Services

productivity / running

Nextcloud

Self-hosted file storage and sync — the Google Drive replacement. Also where my Obsidian vault syncs to.

What it is

Nextcloud is a self-hosted file storage and sync platform. Files in a folder on my workstation are automatically mirrored to the Nextcloud server, which means they're accessible from any other device (web UI, mobile app, sync client on another machine) and survive my workstation dying.

Why I run it

Two specific jobs:

  1. Cross-device file sync that doesn't go through Dropbox or Drive. Same workflow, different storage.
  2. Obsidian vault sync. My homelab notes (including the source material for everything in this catalog) live in a Nextcloud-synced folder. When I write a note on the workstation, it's on the laptop and the phone within seconds, all without involving anyone else's servers.

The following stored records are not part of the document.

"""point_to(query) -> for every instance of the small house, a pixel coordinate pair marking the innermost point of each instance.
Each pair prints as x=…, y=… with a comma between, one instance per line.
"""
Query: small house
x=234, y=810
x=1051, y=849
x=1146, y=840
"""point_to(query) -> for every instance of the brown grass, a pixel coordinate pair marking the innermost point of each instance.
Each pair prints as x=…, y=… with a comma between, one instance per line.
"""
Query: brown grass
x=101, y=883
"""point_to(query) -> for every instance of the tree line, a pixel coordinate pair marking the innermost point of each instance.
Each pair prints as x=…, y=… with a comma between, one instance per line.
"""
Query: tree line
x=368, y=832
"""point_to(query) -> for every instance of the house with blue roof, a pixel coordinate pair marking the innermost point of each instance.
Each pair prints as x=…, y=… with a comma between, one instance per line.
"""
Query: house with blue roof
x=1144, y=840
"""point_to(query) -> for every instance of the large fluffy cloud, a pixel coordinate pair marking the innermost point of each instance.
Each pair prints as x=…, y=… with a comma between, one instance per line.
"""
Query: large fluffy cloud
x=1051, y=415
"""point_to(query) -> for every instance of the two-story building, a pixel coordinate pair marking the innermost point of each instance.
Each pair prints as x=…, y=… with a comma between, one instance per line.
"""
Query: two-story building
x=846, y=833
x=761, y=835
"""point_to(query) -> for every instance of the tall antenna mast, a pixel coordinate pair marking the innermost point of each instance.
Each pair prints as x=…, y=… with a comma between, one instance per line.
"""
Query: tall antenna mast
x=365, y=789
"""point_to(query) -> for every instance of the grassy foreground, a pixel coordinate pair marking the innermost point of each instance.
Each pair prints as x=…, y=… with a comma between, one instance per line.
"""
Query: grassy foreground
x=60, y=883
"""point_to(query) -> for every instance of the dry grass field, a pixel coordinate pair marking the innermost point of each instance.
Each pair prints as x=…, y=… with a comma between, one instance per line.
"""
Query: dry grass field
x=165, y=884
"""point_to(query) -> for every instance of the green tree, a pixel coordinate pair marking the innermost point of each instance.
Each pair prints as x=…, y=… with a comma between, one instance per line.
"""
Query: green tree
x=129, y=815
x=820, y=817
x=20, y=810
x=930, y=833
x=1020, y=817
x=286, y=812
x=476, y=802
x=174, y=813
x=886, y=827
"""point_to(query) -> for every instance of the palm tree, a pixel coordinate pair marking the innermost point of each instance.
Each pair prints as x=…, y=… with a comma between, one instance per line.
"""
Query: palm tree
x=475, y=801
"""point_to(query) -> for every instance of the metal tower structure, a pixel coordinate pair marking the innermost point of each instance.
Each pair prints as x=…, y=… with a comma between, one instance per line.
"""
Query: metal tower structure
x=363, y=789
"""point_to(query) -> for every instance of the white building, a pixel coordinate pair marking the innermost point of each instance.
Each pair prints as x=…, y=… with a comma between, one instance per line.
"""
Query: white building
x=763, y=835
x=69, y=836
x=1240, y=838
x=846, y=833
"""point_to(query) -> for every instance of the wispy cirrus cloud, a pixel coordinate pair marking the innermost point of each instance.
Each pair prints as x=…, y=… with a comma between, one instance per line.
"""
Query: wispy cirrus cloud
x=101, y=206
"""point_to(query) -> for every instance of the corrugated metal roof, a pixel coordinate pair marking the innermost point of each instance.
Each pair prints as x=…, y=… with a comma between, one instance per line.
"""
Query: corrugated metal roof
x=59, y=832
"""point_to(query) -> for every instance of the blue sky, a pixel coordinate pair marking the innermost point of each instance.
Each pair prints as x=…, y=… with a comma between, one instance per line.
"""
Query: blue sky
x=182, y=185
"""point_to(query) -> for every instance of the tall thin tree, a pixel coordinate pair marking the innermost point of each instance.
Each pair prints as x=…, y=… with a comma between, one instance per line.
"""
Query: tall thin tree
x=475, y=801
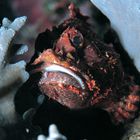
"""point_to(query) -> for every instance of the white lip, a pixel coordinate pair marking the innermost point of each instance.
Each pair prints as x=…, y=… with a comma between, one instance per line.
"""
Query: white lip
x=54, y=68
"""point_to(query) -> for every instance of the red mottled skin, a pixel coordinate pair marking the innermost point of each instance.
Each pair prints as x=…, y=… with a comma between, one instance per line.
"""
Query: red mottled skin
x=98, y=66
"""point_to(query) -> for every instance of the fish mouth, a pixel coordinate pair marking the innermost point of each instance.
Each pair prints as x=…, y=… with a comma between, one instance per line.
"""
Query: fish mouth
x=61, y=69
x=62, y=80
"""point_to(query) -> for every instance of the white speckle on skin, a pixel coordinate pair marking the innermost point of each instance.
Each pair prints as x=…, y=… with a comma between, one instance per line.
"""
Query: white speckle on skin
x=23, y=49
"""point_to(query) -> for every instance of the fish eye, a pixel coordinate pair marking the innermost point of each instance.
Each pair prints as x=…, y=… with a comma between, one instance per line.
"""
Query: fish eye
x=77, y=40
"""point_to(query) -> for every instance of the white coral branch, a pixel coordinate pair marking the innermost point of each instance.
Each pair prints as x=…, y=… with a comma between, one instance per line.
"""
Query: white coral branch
x=10, y=74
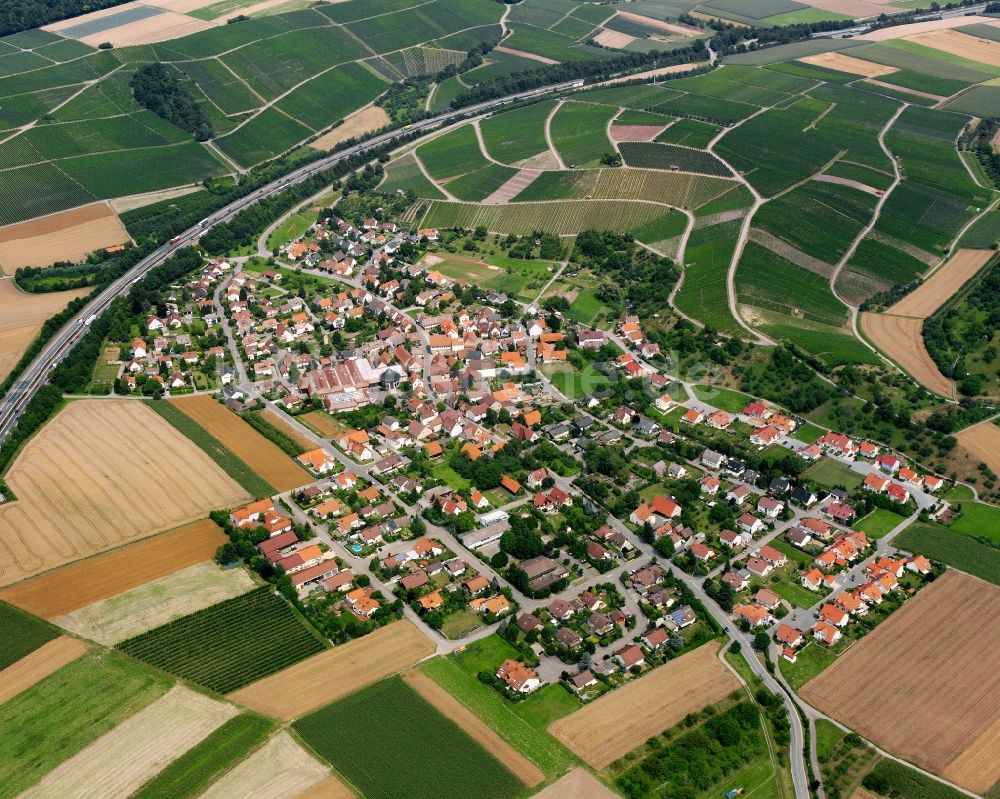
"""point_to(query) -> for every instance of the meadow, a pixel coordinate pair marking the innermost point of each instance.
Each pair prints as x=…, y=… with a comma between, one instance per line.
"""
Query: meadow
x=427, y=756
x=229, y=645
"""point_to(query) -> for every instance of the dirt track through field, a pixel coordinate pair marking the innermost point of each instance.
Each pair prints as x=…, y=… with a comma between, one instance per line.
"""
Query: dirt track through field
x=66, y=236
x=939, y=287
x=22, y=316
x=983, y=441
x=336, y=672
x=101, y=474
x=71, y=587
x=925, y=685
x=36, y=666
x=522, y=768
x=280, y=769
x=901, y=338
x=122, y=760
x=617, y=723
x=265, y=458
x=133, y=612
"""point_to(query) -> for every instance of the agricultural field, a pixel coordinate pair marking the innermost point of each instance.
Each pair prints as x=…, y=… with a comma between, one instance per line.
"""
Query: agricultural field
x=337, y=672
x=66, y=510
x=155, y=603
x=229, y=645
x=363, y=739
x=22, y=316
x=69, y=588
x=952, y=730
x=261, y=455
x=615, y=724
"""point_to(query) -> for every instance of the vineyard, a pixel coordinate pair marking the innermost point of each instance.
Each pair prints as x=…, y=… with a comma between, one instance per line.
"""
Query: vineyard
x=390, y=742
x=654, y=155
x=228, y=645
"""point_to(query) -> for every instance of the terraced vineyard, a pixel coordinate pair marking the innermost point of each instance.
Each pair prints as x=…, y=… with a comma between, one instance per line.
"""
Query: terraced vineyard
x=228, y=645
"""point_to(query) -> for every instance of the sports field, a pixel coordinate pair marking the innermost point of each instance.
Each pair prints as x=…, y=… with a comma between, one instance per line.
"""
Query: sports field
x=615, y=724
x=931, y=656
x=149, y=478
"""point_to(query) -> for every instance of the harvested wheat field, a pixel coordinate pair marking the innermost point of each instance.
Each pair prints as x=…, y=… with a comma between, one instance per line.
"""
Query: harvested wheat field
x=71, y=587
x=280, y=769
x=117, y=618
x=101, y=474
x=617, y=723
x=336, y=672
x=901, y=339
x=522, y=768
x=578, y=784
x=357, y=124
x=265, y=458
x=983, y=441
x=22, y=316
x=66, y=236
x=122, y=760
x=961, y=44
x=850, y=64
x=932, y=662
x=36, y=666
x=939, y=287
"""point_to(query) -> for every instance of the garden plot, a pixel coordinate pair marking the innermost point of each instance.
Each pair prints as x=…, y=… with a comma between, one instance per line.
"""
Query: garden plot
x=72, y=504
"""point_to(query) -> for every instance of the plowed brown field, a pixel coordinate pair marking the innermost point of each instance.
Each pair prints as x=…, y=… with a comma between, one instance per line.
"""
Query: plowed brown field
x=925, y=685
x=101, y=474
x=71, y=587
x=36, y=666
x=257, y=452
x=336, y=672
x=618, y=722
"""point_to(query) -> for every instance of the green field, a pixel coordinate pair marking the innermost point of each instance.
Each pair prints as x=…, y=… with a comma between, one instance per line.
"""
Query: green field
x=232, y=465
x=190, y=774
x=578, y=133
x=22, y=634
x=59, y=716
x=390, y=742
x=231, y=644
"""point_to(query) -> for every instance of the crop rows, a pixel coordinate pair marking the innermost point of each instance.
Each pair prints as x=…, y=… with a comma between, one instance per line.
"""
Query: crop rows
x=228, y=645
x=654, y=155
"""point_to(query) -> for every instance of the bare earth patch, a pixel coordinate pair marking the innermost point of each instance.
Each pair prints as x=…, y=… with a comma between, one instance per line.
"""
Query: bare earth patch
x=117, y=618
x=36, y=666
x=357, y=124
x=939, y=287
x=522, y=768
x=66, y=236
x=101, y=474
x=850, y=64
x=71, y=587
x=932, y=658
x=578, y=784
x=122, y=760
x=618, y=722
x=336, y=672
x=280, y=769
x=983, y=441
x=264, y=457
x=901, y=339
x=22, y=316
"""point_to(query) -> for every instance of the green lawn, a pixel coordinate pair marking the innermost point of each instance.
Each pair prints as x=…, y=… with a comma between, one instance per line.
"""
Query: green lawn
x=877, y=523
x=831, y=473
x=444, y=472
x=65, y=712
x=543, y=750
x=546, y=705
x=810, y=662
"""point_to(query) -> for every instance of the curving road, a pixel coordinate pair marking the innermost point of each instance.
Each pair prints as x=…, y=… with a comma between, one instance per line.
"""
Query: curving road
x=36, y=374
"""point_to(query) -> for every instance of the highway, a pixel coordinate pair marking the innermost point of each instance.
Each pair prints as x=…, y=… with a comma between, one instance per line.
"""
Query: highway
x=35, y=375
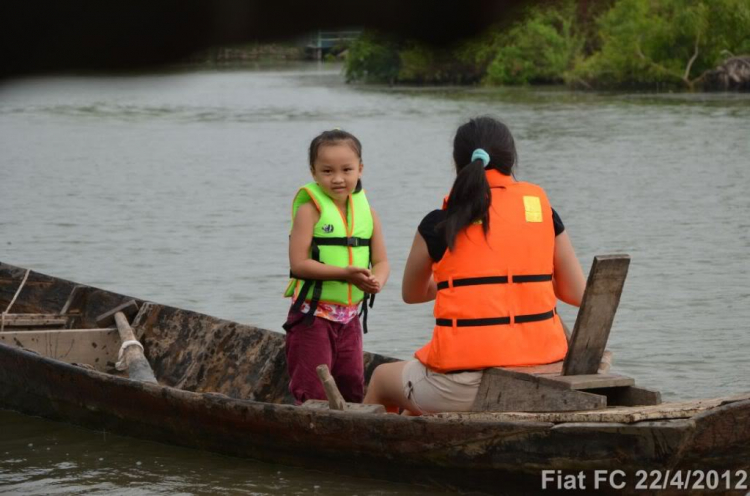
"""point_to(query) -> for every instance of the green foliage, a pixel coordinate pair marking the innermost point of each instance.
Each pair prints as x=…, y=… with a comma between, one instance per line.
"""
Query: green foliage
x=373, y=58
x=613, y=43
x=672, y=42
x=539, y=50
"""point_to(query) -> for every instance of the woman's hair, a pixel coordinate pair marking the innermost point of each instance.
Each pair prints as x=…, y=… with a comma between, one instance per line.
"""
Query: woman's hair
x=333, y=137
x=470, y=198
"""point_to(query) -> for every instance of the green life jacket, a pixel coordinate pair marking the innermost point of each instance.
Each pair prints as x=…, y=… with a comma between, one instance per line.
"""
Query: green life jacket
x=335, y=242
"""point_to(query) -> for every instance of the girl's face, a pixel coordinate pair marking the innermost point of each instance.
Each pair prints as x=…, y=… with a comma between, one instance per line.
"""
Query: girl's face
x=337, y=169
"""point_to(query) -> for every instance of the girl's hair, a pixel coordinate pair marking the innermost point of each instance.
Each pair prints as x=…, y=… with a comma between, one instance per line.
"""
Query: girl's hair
x=333, y=137
x=470, y=198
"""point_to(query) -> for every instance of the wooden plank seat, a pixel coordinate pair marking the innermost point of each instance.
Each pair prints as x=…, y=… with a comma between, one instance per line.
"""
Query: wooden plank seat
x=576, y=383
x=95, y=347
x=65, y=319
x=34, y=320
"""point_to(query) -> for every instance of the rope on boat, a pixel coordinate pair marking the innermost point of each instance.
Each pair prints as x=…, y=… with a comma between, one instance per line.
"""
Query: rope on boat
x=18, y=291
x=121, y=365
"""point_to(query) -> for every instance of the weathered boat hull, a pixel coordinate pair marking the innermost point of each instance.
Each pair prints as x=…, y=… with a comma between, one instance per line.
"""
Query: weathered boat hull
x=494, y=456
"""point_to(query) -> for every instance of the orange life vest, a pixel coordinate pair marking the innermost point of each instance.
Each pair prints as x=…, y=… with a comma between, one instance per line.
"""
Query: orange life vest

The Obsidian sync alone justifies the install. Obsidian has an official sync service; I'd rather pay for it with disk space on my own hardware.

How I use it

The desktop sync client runs on every machine I use, pointed at the same account. Files in the sync folder are bidirectionally mirrored. The mobile app handles photos-on-the-go (although Immich is the photo-primary tool — Nextcloud is more for documents).

I don't expose this externally. Sync clients connect over the LAN at home and over Tailscale when remote.